# Images not showing in lightroom



## tommac (Feb 9, 2010)

Has anyone come accross the problem of lightroom not showing images in the library and develop modes. All the exif data is there and the images show in the web mode. Also there is no question mark to say lightroom doesn't know where the images are. I have tried a complete reinstall and using backed up catalogues but nothing seems to work. I'm using lightroom 2 on vista and everything was working fine up until a few days ago.

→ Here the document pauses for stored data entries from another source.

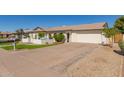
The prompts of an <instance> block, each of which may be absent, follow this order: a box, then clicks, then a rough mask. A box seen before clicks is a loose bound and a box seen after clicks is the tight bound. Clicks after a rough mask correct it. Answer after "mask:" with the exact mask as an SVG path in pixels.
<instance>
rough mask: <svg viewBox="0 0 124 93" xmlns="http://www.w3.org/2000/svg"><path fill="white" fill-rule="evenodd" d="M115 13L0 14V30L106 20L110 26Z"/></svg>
mask: <svg viewBox="0 0 124 93" xmlns="http://www.w3.org/2000/svg"><path fill="white" fill-rule="evenodd" d="M118 17H119V16H117V15H103V16H102V15H6V16H5V15H0V31H10V32H13V31H15V30H16V29H19V28H23V29H32V28H35V27H37V26H39V27H54V26H61V25H78V24H87V23H97V22H107V23H108V24H109V27H112V26H113V24H114V22H115V20H116V19H117V18H118Z"/></svg>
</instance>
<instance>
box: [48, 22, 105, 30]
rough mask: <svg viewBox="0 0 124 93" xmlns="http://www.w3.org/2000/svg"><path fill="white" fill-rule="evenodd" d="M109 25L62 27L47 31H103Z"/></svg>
mask: <svg viewBox="0 0 124 93" xmlns="http://www.w3.org/2000/svg"><path fill="white" fill-rule="evenodd" d="M105 25H107V23H106V22H102V23H93V24H81V25H72V26H60V27H52V28H48V29H47V31H60V30H61V31H62V30H92V29H103V28H105Z"/></svg>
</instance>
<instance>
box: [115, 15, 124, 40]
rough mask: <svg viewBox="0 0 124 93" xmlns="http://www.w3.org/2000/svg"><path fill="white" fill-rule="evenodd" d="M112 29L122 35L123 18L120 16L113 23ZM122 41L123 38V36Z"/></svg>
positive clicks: (123, 17)
mask: <svg viewBox="0 0 124 93" xmlns="http://www.w3.org/2000/svg"><path fill="white" fill-rule="evenodd" d="M114 28H115V29H116V30H117V31H119V32H120V33H122V34H123V35H124V16H121V17H120V18H118V19H117V20H116V21H115V24H114ZM123 40H124V36H123Z"/></svg>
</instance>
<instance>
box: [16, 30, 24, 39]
mask: <svg viewBox="0 0 124 93" xmlns="http://www.w3.org/2000/svg"><path fill="white" fill-rule="evenodd" d="M16 34H17V36H18V39H20V40H21V39H22V37H23V35H24V34H25V33H24V30H23V29H17V30H16Z"/></svg>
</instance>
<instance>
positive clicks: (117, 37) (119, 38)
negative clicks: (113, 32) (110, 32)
mask: <svg viewBox="0 0 124 93" xmlns="http://www.w3.org/2000/svg"><path fill="white" fill-rule="evenodd" d="M122 38H123V35H122V34H121V33H118V34H116V35H115V37H114V42H115V43H118V42H119V41H120V40H122Z"/></svg>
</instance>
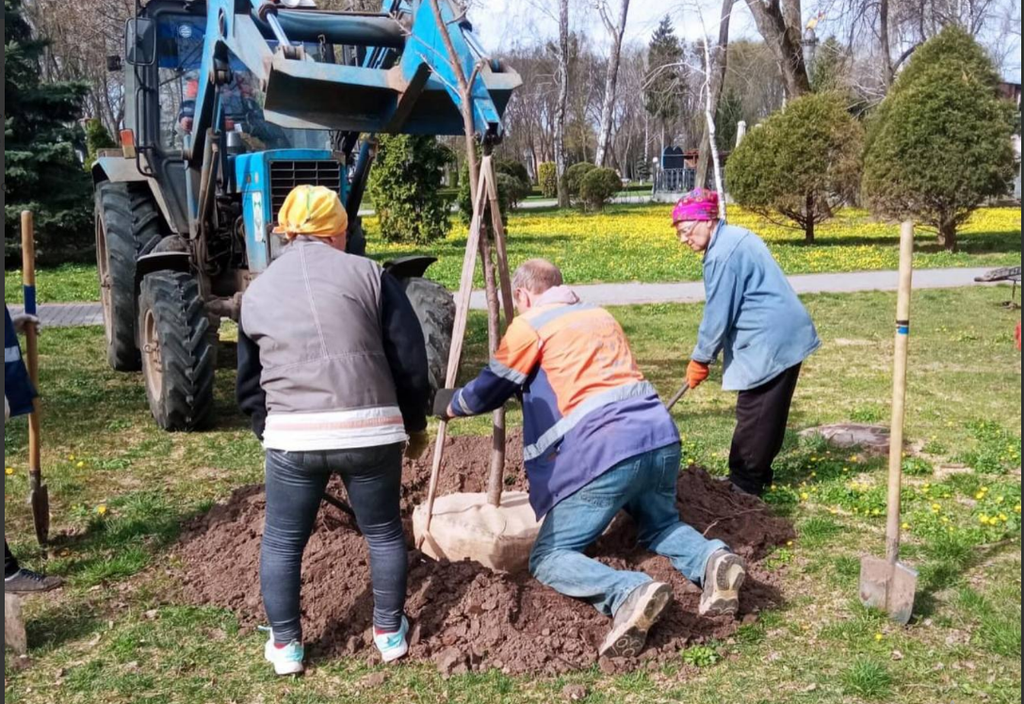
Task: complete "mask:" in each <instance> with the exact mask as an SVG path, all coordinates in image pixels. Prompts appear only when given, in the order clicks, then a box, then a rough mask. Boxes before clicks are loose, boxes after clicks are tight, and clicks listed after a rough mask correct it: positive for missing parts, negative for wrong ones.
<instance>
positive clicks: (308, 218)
mask: <svg viewBox="0 0 1024 704" xmlns="http://www.w3.org/2000/svg"><path fill="white" fill-rule="evenodd" d="M347 229H348V214H347V213H346V212H345V209H344V208H343V207H342V205H341V199H340V197H338V194H337V193H336V192H334V191H333V190H331V189H330V188H325V187H324V186H297V187H296V188H294V189H293V190H292V192H291V193H289V194H288V197H287V199H285V205H284V206H282V207H281V214H280V215H279V216H278V226H276V227H275V228H274V229H273V231H274V233H276V234H283V235H285V236H286V237H288V238H289V239H295V238H296V237H300V236H307V237H326V238H330V237H336V236H338V235H340V234H344V232H345V231H346V230H347Z"/></svg>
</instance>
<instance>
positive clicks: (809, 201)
mask: <svg viewBox="0 0 1024 704" xmlns="http://www.w3.org/2000/svg"><path fill="white" fill-rule="evenodd" d="M814 205H815V204H814V194H813V193H809V194H808V195H807V209H806V210H805V214H806V215H807V224H806V225H805V227H804V234H805V235H806V237H807V244H808V245H813V244H814V225H815V216H816V213H815V212H814Z"/></svg>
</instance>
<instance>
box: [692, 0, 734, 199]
mask: <svg viewBox="0 0 1024 704" xmlns="http://www.w3.org/2000/svg"><path fill="white" fill-rule="evenodd" d="M735 4H736V0H722V18H721V21H720V24H719V26H718V46H717V47H716V48H715V52H714V55H713V57H712V60H711V65H708V67H706V69H705V70H706V71H707V72H708V73H709V74H710V75H711V82H710V90H711V104H712V106H713V108H714V111H715V114H717V112H718V105H719V102H720V101H721V99H722V88H723V87H724V86H725V74H726V71H727V69H728V57H729V25H730V20H731V19H732V9H733V7H734V6H735ZM711 163H712V135H711V129H710V125H708V124H707V123H706V124H705V129H703V135H702V136H701V138H700V155H699V157H698V158H697V177H696V183H697V184H698V185H701V186H702V185H703V184H705V183H707V182H708V169H709V168H710V166H711Z"/></svg>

hope someone out there can help as I rely on Lightroom quite a bit.

Cheers
Tom


----------



## Denis Pagé (Feb 9, 2010)

Welcome to Lightroom Forums Tom!

99% of the time it is because the display color profile is corrupt. Just recalibrate and come back to tell the results...


----------



## tommac (Feb 9, 2010)

Denis your a life saver! That was exactly the problem. Thanks for your help.


----------



## abaddon07 (Feb 28, 2010)

I know this is going to sound like a stupid question but how do you do this? I am having the same problem with previews and images not showing and really want to fix this badly. Any help would be greatly appreciated.


----------



## tzalman (Feb 28, 2010)

If you haven't calibrated your monitor, you will have to buy a hardware calibrator. They run in cost from about $6' to over $2''. Another temporary solution may be to go into your computer's Display/Color Management dialog and set sRGB as the associated monitor profile. If your problem is caused by a faulty profile installed by a monitor driver, this will get LR working but the colors displayed will not be accurate.


----------